Тут у них завязался спор об ее значении.
Бувар понимал исповедь первых христиан, совершавшуюся открыто; современная обставлена чересчур легко. Впрочем, он не отрицал, что подобный, учиняемый себе самому допрос является элементом прогресса, дрожжами нравственности.
Пекюше, стремясь к совершенству, выискивал у себя пороки: порывы гордости давно исчезли; свойственная ему любовь к труду освобождала его от греха праздности; что до чревоугодия, то скромнее его не найти человека.
Иногда с ним случались припадки ярости. Он дал себе слово больше не поддаваться ей.
Затем нужно было приобрести добродетели, прежде всего - смирение, то есть считать себя не способным на что-либо хорошее, не достойным ни малейшей награды, заклать свой разум и так себя принизить, чтобы тебя топтали ногами, как дорожную грязь. Он был еще далек от подобных качеств.
Недоставало ему и другой добродетели - чистоты, ибо в душе он тосковал по Мели, а пастель дамы в платье времен Людовика XV смущала его своим декольте.
Он запер ее в шкаф, довел свою стыдливость до того, что стал бояться смотреть на самого себя и спал в кальсонах.
Окруженная такими заботами похоть у него разгорелась. Особенно по утрам ему приходилось выдерживать сильную борьбу, подобную той, какую испытали св. Павел, св. Бенедикт и св. Иероним в весьма преклонном возрасте. Они поэтому прибегали к неистовому покаянию. Боль есть искупление, лекарство и средство, дань поклонения Иисусу Христу. Всякая любовь требует жертв, а какая жертва тягостнее плотской?
Для умерщвления плоти своей Пекюше отменил послеобеденную рюмочку, сократил потребление табака до четырех понюшек в день, в самую морозную погоду не надевал картуза.
Однажды Бувар, подвязывая виноградные лозы, приставил лестницу к стене террасы возле дома и случайно заглянул в комнату Пекюше.
Друг его, оголенный до живота, легонько бил себя по плечам плетью для выколачиванья платьев; затем, возбудившись, снял штаны, хлестнул себя по ягодицам и упал на стул задыхаясь.

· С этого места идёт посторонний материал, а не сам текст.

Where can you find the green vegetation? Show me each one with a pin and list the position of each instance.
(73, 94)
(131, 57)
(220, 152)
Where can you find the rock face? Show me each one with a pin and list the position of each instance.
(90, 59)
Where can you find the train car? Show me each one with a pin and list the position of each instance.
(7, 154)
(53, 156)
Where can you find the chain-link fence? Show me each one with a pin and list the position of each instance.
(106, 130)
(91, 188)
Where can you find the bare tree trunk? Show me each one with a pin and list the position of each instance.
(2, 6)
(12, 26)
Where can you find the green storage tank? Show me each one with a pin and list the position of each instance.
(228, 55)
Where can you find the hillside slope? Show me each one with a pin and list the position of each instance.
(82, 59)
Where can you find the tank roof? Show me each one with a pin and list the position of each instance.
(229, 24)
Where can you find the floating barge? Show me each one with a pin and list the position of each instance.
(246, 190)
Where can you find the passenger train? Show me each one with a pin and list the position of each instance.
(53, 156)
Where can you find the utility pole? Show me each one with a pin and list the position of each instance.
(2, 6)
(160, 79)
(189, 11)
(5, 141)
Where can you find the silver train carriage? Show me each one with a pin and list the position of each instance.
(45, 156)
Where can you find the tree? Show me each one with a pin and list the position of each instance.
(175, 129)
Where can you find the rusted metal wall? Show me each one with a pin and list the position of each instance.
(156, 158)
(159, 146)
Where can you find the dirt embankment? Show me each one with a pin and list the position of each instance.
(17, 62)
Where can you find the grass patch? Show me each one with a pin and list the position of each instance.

Бувар был смущен, как будто открыл запретную тайну.
За последнее время он начал замечать, что полы стали чище, в салфетках поубавилось дыр, пища улучшилась; перемены эти вызваны были участием, какое приняла в них Регина, служанка кюре.

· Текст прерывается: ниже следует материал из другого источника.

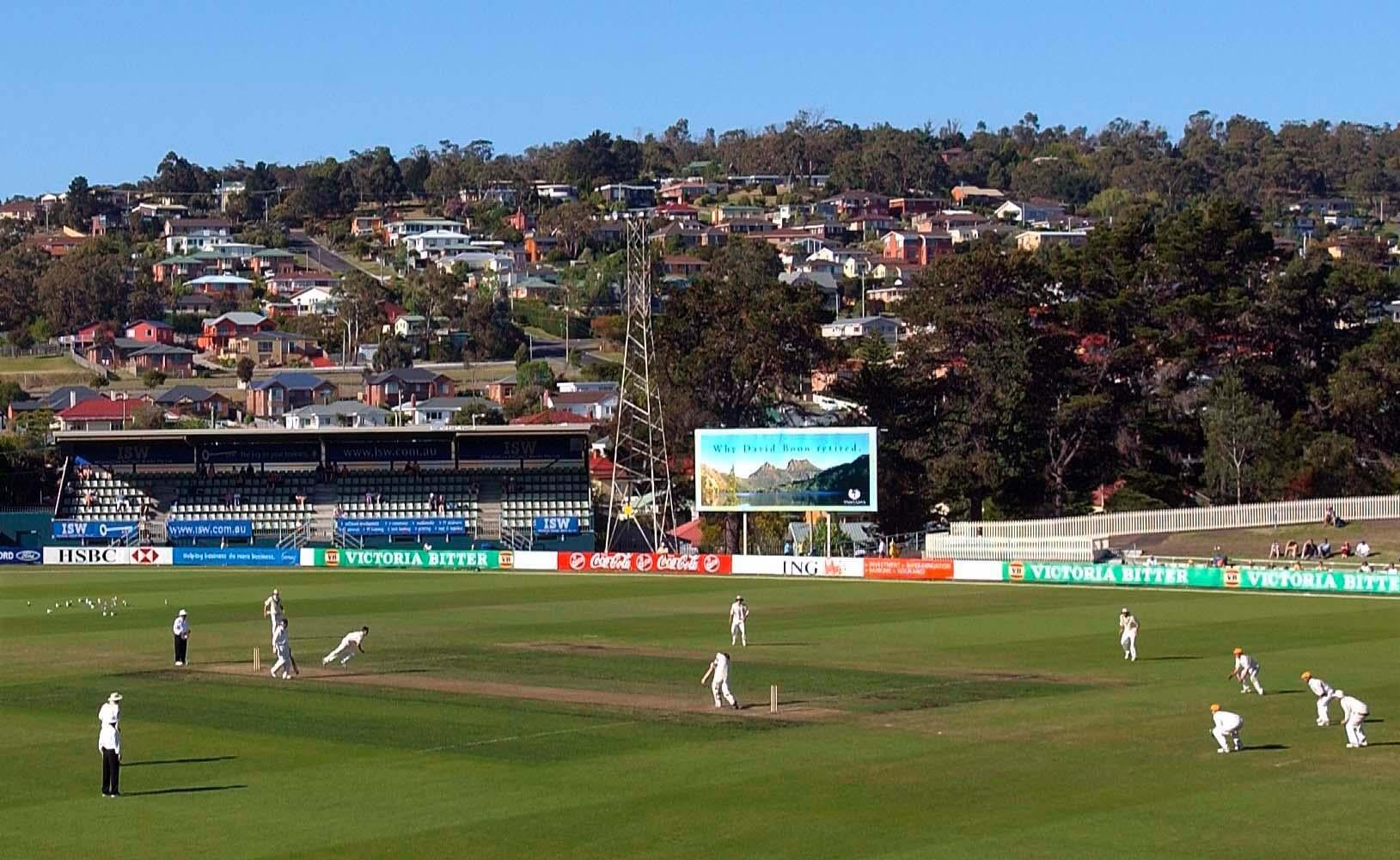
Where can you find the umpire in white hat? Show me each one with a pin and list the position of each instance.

Радея о церкви, как и о кухне своей, сильная, как погонщик волов, и участливая, хотя и непочтительная, женщина эта вмешивалась в домашние дела соседей, давала советы, становилась хозяйкой. Пекюше полагался на ее опытность.
Однажды она привела к нему пухлого человечка с узкими, как у китайца, глазками и ястребиным носом. Это был г-н Гутман, торговец предметами религиозного культа. Он показал им под навесом несколько образчиков, вынув их из коробок, - кресты, иконки, четки всевозможных размеров, канделябры для молелен, переносные алтари, мишурные букеты, синие картонные сердца Иисусовы, фигурки рыжебородого св. Иосифа, фарфоровые холмики с распятием. У Пекюше глаза разгорелись. Его останавливала только цена.
Гутман денег не просил. Он предпочитал мену и, будучи приглашен в музей, за старинные изделия из железа и все свинцовые вещи предложил свои товары оптом.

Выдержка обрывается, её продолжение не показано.